Editor’s Note: Amy Bass (@bassab1) is professor of sport studies at Manhattanville College and the author of “One Goal: A Coach, a Team, and the Game That Brought a Divided Town Together” and “Not the Triumph but the Struggle: The 1968 Olympics and the Making of the Black Athlete,” among other titles. The views expressed here are solely hers. Read more opinion on CNN.
Listening to the roar that greeted Serena – please remember that icons need no last name – as she walked onto the court of Arthur Ashe Stadium Monday night at the US Open, it felt like even her opponent Danka Kovinic’s own mother might be rooting for the tennis legend as she made what many speculated would be her last appearance in a singles match…ever.
It is no wonder that her grand entrance, which felt more suited to a boxing ring than a tennis court, included a glittery train that swished behind her as she walked, an accessory that accentuated her royal status, a status that she gets, that she owns and that marks just how long her evolution – her word – has been, a far cry from the 17-old-year wunderkind with the white-beaded head of hair. Her five-year-old daughter emulated her style as she sat and took photos of her mother as she won 6-3, 6-3, surrounded by the kind of luminaries – Bill Clinton and Dr. Ruth, Lindsey Vonn and Spike Lee, Mike Tyson and Martina Navratilova – suited for a coronation.
Now the superstar, the GOAT, has not one but two matches ahead of her – the start of doubles play with sister Venus, and a face-off against world number 2 Anett Kontaveit on Wednesday, who joined the Serena bandwagon as well, rooting for her in her opening match and understanding well what kind of a spotlight she will have with Williams on the other side of the net.
Williams’s road to what so many considered to be her last show on the big stage involved little court time, with only a handful of matches played in the last year.

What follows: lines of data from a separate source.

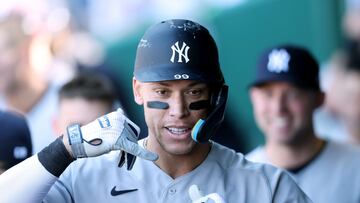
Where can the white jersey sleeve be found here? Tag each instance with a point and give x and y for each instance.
(26, 182)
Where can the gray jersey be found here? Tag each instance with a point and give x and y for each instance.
(332, 177)
(223, 171)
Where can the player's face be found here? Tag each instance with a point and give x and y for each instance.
(172, 126)
(284, 112)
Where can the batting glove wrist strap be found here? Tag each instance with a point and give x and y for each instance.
(113, 131)
(76, 141)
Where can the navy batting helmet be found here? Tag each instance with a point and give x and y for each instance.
(184, 50)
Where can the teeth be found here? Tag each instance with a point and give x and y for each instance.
(177, 130)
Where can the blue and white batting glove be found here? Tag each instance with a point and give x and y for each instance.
(113, 131)
(196, 196)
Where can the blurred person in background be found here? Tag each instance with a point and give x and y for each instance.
(83, 99)
(183, 96)
(23, 87)
(338, 119)
(344, 97)
(15, 141)
(284, 95)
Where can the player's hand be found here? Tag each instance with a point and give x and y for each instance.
(113, 131)
(197, 196)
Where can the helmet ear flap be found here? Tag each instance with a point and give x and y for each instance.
(205, 129)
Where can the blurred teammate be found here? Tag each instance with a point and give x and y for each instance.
(83, 99)
(178, 81)
(285, 95)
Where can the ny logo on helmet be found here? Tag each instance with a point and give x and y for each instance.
(176, 49)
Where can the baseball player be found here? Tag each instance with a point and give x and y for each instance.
(285, 95)
(177, 79)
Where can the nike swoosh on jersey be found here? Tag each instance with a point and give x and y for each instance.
(115, 192)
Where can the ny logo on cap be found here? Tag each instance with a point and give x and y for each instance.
(176, 49)
(278, 61)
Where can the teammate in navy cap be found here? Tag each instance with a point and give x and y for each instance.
(15, 141)
(285, 95)
(177, 79)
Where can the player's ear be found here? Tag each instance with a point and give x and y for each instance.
(136, 90)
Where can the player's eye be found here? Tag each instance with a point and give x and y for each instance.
(194, 92)
(161, 92)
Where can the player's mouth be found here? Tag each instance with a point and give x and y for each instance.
(179, 132)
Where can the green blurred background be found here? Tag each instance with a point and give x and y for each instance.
(242, 32)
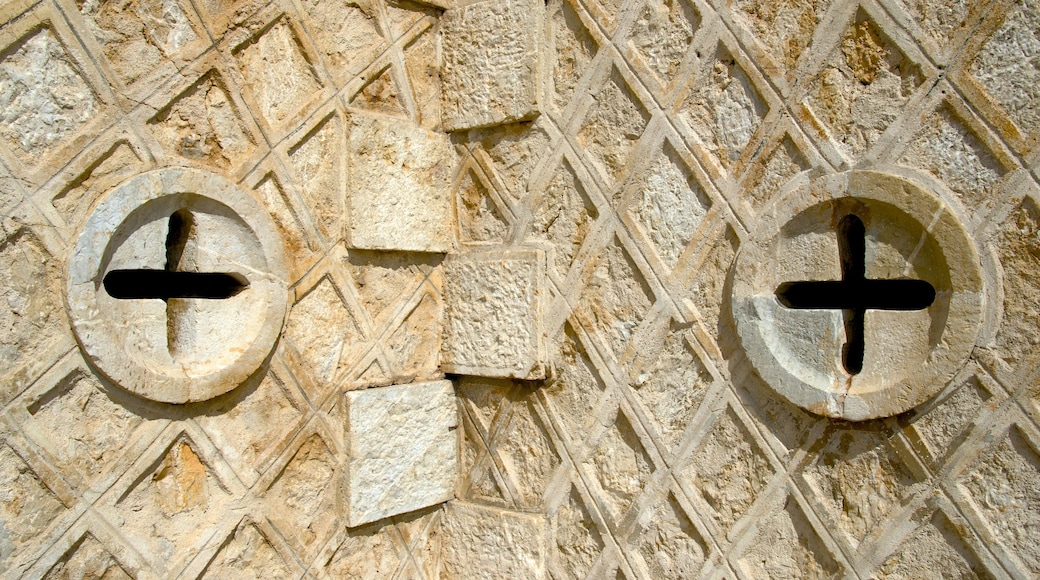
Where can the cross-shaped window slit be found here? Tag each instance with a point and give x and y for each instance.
(854, 294)
(173, 282)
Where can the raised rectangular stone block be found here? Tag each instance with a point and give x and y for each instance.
(493, 311)
(403, 449)
(398, 195)
(489, 543)
(491, 62)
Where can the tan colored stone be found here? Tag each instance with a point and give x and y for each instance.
(403, 449)
(398, 191)
(492, 62)
(909, 356)
(183, 348)
(487, 543)
(493, 302)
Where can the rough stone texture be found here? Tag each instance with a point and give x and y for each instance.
(189, 346)
(398, 186)
(278, 72)
(203, 125)
(651, 449)
(669, 207)
(403, 449)
(1006, 66)
(903, 361)
(45, 99)
(493, 324)
(486, 543)
(723, 106)
(492, 62)
(137, 36)
(858, 93)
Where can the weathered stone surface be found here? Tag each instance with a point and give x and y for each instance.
(202, 125)
(493, 302)
(185, 345)
(669, 134)
(278, 72)
(403, 449)
(43, 96)
(1006, 68)
(492, 68)
(137, 36)
(398, 191)
(907, 354)
(863, 85)
(488, 543)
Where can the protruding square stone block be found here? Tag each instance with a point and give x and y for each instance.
(403, 449)
(493, 307)
(397, 187)
(489, 543)
(492, 66)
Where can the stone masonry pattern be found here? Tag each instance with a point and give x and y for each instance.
(653, 450)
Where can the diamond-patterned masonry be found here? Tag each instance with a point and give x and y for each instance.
(491, 62)
(493, 309)
(398, 191)
(404, 450)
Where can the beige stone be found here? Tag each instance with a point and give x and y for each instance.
(488, 543)
(907, 354)
(493, 304)
(403, 449)
(180, 346)
(656, 152)
(492, 62)
(397, 187)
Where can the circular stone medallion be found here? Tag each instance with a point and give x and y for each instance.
(177, 286)
(859, 296)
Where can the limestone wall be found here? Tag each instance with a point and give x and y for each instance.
(667, 133)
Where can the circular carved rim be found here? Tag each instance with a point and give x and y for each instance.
(104, 341)
(835, 392)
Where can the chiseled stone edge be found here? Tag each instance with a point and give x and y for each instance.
(534, 367)
(418, 219)
(521, 106)
(380, 482)
(493, 543)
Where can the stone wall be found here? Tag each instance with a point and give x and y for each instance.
(667, 133)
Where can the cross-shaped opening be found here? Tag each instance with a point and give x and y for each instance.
(176, 282)
(854, 294)
(172, 282)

Bookies gave her return to Flushing Meadows at the ripe old age of 40 terrible odds, and a post-game celebration of her career was planned whether she won or lost – indicating that those behind the scenes of the tournament assumed the latter.
Was the six-time US Open champion perfect? No. Her movement is nowhere near what it once was, almost ensuring Kovinic a point any time she was able to place the ball behind Williams. But across a career that includes almost every superlative possible, from the 23 grand slam titles (10 of which came after she turned 30) to the staggering 14-0 that she and her sister have posted in Grand Slam doubles finals together – a record untouched by anyone in any event, singles doubles, mixed, men’s, women’s – this we know: Serena Williams always comes to win, making any imperfections in her game that commentators want to point out almost beyond the point.

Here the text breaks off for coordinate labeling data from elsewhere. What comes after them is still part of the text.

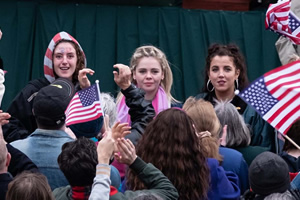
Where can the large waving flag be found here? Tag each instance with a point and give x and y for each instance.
(282, 20)
(85, 106)
(276, 96)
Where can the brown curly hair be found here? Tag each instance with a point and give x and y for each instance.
(170, 144)
(80, 58)
(230, 50)
(205, 119)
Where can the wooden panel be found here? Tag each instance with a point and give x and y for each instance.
(238, 5)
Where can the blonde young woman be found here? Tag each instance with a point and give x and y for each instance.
(150, 72)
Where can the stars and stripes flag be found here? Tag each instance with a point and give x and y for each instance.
(276, 96)
(282, 20)
(85, 106)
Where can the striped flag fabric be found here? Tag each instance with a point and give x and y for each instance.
(276, 96)
(85, 106)
(281, 19)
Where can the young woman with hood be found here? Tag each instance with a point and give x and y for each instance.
(64, 58)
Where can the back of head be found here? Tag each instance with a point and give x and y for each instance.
(170, 144)
(51, 102)
(269, 173)
(147, 196)
(293, 133)
(238, 133)
(78, 161)
(109, 106)
(205, 119)
(3, 155)
(282, 196)
(29, 186)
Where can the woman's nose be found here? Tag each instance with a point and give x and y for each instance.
(148, 75)
(64, 59)
(221, 73)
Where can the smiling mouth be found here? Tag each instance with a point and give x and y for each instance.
(148, 84)
(64, 68)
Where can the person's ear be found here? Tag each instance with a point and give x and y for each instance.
(222, 140)
(8, 158)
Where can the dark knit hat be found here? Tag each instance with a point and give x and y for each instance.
(269, 173)
(51, 102)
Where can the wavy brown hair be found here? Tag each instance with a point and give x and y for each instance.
(170, 144)
(80, 58)
(205, 119)
(230, 50)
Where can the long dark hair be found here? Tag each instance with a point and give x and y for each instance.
(170, 144)
(230, 50)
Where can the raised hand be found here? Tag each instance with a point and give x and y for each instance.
(123, 77)
(223, 140)
(4, 118)
(126, 152)
(83, 79)
(120, 130)
(105, 148)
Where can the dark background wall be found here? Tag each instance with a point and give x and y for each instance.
(110, 33)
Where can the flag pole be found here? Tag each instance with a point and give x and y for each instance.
(98, 89)
(291, 141)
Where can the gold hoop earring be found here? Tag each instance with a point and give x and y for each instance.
(207, 84)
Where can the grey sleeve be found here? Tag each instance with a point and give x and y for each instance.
(285, 49)
(101, 185)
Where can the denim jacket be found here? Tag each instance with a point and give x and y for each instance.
(43, 147)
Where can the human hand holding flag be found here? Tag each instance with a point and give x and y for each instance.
(85, 106)
(276, 96)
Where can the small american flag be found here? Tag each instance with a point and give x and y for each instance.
(85, 106)
(282, 20)
(276, 96)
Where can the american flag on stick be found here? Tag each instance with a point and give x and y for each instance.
(85, 106)
(276, 96)
(282, 20)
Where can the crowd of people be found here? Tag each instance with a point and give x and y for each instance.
(147, 145)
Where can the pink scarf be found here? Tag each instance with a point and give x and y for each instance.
(160, 103)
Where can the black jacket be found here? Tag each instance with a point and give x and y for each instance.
(22, 122)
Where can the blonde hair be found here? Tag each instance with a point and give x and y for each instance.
(293, 57)
(205, 119)
(3, 154)
(152, 51)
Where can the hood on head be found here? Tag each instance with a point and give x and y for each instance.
(48, 64)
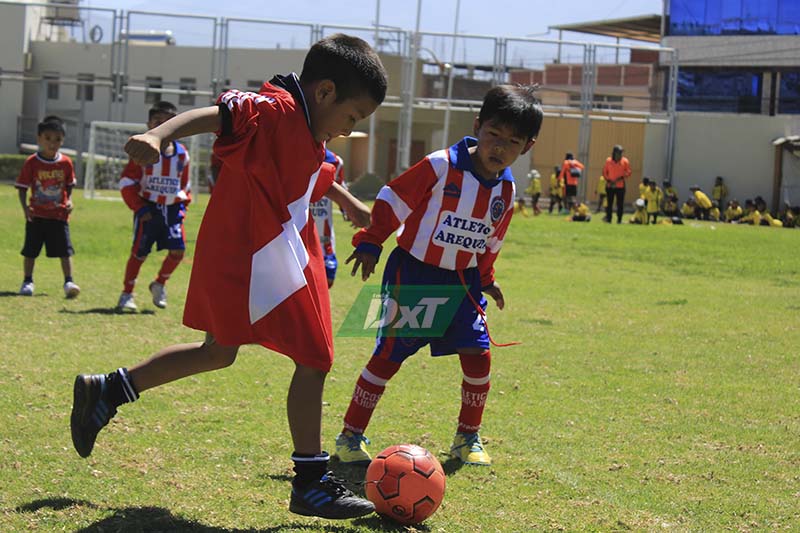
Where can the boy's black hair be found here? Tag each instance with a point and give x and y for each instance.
(51, 123)
(162, 107)
(350, 63)
(516, 106)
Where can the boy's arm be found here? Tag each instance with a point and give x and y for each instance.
(23, 196)
(145, 148)
(356, 211)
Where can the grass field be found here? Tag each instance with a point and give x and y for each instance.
(657, 388)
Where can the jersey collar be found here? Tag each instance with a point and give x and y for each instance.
(461, 159)
(291, 84)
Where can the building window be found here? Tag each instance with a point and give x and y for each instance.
(730, 91)
(85, 91)
(187, 84)
(52, 85)
(789, 93)
(151, 96)
(743, 17)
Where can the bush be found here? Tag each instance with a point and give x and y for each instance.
(10, 165)
(366, 187)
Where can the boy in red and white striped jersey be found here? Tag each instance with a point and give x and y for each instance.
(453, 209)
(158, 195)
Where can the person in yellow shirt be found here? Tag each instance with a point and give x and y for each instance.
(640, 215)
(733, 212)
(689, 209)
(601, 194)
(669, 190)
(751, 216)
(652, 196)
(702, 203)
(720, 191)
(534, 190)
(643, 186)
(713, 213)
(580, 212)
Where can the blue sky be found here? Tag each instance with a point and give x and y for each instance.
(495, 17)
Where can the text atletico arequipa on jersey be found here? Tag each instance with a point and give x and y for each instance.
(165, 182)
(258, 275)
(444, 213)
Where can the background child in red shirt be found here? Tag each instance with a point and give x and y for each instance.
(50, 176)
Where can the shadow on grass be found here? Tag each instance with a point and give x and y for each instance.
(159, 519)
(106, 311)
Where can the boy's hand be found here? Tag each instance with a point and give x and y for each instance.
(144, 148)
(366, 261)
(358, 215)
(494, 291)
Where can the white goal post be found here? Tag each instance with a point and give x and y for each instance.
(106, 157)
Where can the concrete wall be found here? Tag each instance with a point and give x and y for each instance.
(12, 40)
(737, 147)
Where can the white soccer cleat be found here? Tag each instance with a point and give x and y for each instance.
(126, 302)
(26, 289)
(71, 290)
(159, 293)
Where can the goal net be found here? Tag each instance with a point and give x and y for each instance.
(106, 158)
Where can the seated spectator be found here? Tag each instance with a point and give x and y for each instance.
(688, 209)
(702, 203)
(751, 215)
(640, 215)
(580, 212)
(733, 212)
(713, 213)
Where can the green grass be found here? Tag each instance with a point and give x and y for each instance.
(656, 389)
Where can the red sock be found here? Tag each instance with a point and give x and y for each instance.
(132, 272)
(369, 389)
(169, 265)
(474, 390)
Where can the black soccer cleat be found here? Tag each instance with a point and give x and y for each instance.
(91, 411)
(328, 498)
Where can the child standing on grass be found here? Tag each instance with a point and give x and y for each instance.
(258, 275)
(158, 194)
(50, 176)
(455, 206)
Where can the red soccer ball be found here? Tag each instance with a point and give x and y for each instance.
(406, 483)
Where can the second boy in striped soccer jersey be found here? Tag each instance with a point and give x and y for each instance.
(455, 207)
(322, 211)
(158, 195)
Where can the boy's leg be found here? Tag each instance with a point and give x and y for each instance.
(97, 396)
(314, 490)
(368, 391)
(467, 445)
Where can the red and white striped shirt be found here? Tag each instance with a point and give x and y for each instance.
(165, 182)
(446, 215)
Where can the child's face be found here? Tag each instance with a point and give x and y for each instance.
(331, 119)
(49, 142)
(498, 147)
(157, 119)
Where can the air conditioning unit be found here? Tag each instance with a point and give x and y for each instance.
(67, 14)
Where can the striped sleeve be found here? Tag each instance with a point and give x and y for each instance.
(396, 201)
(495, 241)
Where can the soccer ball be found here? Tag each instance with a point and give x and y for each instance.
(406, 483)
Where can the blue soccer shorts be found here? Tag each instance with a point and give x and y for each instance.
(466, 329)
(164, 229)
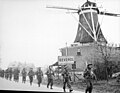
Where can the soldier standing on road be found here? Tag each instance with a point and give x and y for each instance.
(31, 74)
(66, 79)
(89, 75)
(10, 73)
(39, 75)
(50, 76)
(16, 75)
(24, 74)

So, while so many billed this as her last hurrah, her swan song, her farewell – apocryphal, really, because of that doubles slot – Williams played it as something different: another chance to win. As her pace and power picked up across the first set, it was clear that the champion came to compete, and with each perfect toss into the air, and each powerful serve – topping 115 miles per hour – that slammed the ball back down to earth, it was clear that this was not, regardless of what the montage that accompanied her entrance implied, her last stand in a singles match.
Indeed, when it felt like she might be digging herself into a hole, that serve often got her out – powerful 115 mph aces, nine total, saving break points and allowing her to march forward, each one feeling more historic than the last. By the second set, she began to eat Kovinic’s second serve for lunch, breaking for a 3-2 advantage that convinced the crowd that she wasn’t a miracle – she was Serena.
Triple match point: done. Emotion poured out, accompanied by a happy dance. The ritual hand shake, and then the victory twirl, which her glittery black cocktail dress was made for. No matter what comes next, this was no swan song.
Up in the booth for ESPN sat John McEnroe, himself a legend of the men’s game, who once questioned Williams’s legacy within the sport, speculating that if she played the men’s circuit “she’d be like 700 in the world.” He later refused to apologize for the remark. Of course, men, as she so elegantly pointed out in the piece she penned for Vogue announcing her retirement, don’t have to choose between being an elite athlete and being a parent.
Yet even winning the Australian Open while eight weeks pregnant in 2017 was apparently not enough to quell the comparisons that successful women endure – on the court and off. Williams has been a critical power behind the change that has emerged in women’s sport in recent years. She once silenced critics of the catsuit she wore when she returned to the court after becoming a mother with details of the pulmonary embolism that almost ended her own life after giving birth. She is now putting front and center that after a career that included a cumulative six years at number one, she wants to make her daughter a big sister and pursue her other interests, particularly venture capitalism.
What, honestly, is there left for her, the most successful tennis player of all time (and that isn’t an argument to be made, but rather a premise) to do on the court?
Well, it appears she had at least one more thing to do at the end of a career that is, in her own word, “extraordinary”: She had to win a match that she was not supposed to win, giving us not just one more time to watch Serena, but one more time to watch that Serena. It should surprise no one that she, not us, not the media, not the bookies, will dictate when it is over. And it ain’t over – yet. Advantage Williams, indeed.